Monday, September 3, 2007

The Way Sports Should Be

Clay Buchholz brought a welcome fresh breeze to sports news Saturday night when the rookie pitched a no-hitter against Baltimore the same day he was called up to the Red Sox.

Seeing Barry Bonds break Hank Aaron’s record under a steroid cloud was news for a day or two. Who cares? What’s inspiring about drug-induced performance? Hank Aaron is clearly still the more inspiring player. When Buchholz reached deep down to pull off such a great start to his major league career—that’s inspiring, that’s fun to watch, that’s worth talking about and remembering. And even better is that this was also a TEAM effort—second baseman Dustin Pedroia saved this no-hitter with a spectacular catch and throw in the seventh inning, and certainly catcher Jason Varitek played no small role in this success.

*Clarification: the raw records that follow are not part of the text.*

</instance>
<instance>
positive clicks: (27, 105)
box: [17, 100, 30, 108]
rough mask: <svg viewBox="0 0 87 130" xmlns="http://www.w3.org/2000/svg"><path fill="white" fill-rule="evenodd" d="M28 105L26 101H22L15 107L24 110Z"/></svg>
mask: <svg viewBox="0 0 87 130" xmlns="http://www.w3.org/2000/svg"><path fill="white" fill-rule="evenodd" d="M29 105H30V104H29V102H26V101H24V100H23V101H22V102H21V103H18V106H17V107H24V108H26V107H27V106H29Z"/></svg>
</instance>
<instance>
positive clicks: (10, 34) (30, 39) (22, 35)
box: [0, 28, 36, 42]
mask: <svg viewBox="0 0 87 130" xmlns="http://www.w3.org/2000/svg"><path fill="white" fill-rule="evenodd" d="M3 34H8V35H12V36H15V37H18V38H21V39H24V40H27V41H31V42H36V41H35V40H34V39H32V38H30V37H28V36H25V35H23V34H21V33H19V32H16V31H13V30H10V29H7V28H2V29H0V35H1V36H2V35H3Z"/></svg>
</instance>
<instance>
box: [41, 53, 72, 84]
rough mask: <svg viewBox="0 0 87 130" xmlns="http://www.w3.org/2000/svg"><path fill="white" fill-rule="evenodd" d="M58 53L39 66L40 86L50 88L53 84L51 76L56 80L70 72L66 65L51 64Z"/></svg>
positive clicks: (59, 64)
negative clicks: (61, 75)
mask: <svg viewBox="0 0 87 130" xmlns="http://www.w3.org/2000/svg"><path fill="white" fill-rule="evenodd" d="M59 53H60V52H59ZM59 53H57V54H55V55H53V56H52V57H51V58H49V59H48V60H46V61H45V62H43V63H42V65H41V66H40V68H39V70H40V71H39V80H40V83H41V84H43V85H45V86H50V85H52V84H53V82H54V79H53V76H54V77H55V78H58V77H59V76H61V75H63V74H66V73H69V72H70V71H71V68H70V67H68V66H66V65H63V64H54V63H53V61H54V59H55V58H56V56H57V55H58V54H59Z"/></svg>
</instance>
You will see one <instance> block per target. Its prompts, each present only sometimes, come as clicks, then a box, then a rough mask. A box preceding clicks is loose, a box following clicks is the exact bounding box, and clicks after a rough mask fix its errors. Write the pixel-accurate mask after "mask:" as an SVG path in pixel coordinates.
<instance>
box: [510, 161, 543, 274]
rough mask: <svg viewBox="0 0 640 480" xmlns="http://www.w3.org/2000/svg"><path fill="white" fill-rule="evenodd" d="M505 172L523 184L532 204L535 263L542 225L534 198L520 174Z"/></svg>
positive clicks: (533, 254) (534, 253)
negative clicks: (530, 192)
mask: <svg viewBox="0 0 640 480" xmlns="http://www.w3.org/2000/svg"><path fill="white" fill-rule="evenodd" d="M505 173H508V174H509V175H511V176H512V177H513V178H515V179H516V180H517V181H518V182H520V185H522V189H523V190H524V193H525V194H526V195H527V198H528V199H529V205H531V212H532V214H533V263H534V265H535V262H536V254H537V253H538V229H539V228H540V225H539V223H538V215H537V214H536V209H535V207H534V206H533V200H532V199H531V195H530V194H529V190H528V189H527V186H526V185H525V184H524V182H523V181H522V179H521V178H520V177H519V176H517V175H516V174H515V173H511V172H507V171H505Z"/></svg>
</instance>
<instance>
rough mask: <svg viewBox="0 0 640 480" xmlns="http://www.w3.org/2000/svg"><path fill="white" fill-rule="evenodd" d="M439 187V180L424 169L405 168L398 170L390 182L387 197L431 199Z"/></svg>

When professionals forget why we like to watch sports in the first place, the games are dull. Sure, no one wants to cheer for NFL’s Michael Vick, a stupid, mean criminal, but the slide in quality goes beyond that. Basketball writers, for example, are complaining that while the NBA is chock full of stars, the games have become slow, with few points scored, since the stars insist on making spectacular shots, sacrificing fundamentals and team play, and so make too many mistakes when the play is fast. What happened to the hard work needed for precision? The drive to be a star and to win at all costs kills it. Maybe it’s too much TV exposure.

I’d far rather watch high school wrestling than the silly, scripted presentation euphemistically call professional “wrestling.” It’s a show, a movie, theater, not a sport—and it’s dull.

Amateurs reaching deep down to find that something extra is far more exciting than prima donna pros.. Instead of a “professional” hockey player sucker punching another player from behind, I love games like the U.S./U.S.S.R. Olympics match in the 1980s. The Soviets were better skaters, more experienced, but the U.S. team just tried harder—a series of good, clean, fascinating games. Or after Tonya Harding figured to way to out skate rival Nancy Kerrigan in the 1994 Olympics was to have her boyfriend attack her knee, fifteen year old Oksana Baiul flawlessly skated her way to the gold in a stunning performance.

I have no patience for the temper of a John McEnroe or the bad boy image of an Andre Agassi, convinced “image is everything.” Give me a game like this one—I forget now whether it was Wimbledon or the U.S. Open:

Pete Sampras faced only one more challenger to win the event—a completely unknown newcomer to the tour. They were quite closely matched, and set after set we watched the champion defending his title and the newcomer fighting for his shot, matched with the reigning king of tennis. The play was so close that the last game would determine who would leave champion. That game went to match point, changing hands again and again and again and again. The weather was very hot, and both players were exhausted, slowly dragging their worn muscles back to the baseline each time, Sampras actually vomiting one the sidelines between points. Finally, though, the physically beaten champion pulled off the match, walking over to congratulate his opponent, excepting the trophy from the judges.

Then I saw something I’ve never seen before—as the poor guy who came so close slowly walked off the court, tears streaming down his face, clearly feeling crushed, the crowd rose to its feet for a standing ovation. He lost, but he played a remarkable game. That’s how sports should be.

My best friend in college, an avid baseball fan, used to complain about how people would say, “Oh, this team sucks, that player sucks” and so forth. “The worst player on the worst team in the Major Leagues is an incredible athlete,” he noted.

He’s right. And watching contests among gifted players reaching down for that something extra, that better team play, that better, long-disciplined control of fundamentals (true of musicians and dancers, too), is a far better way to appreciate the games.

Real people. Real contests—not drugs, cheats, egos and even criminals.

So thanks, Clay! I needed that. And congratulations on a game well played.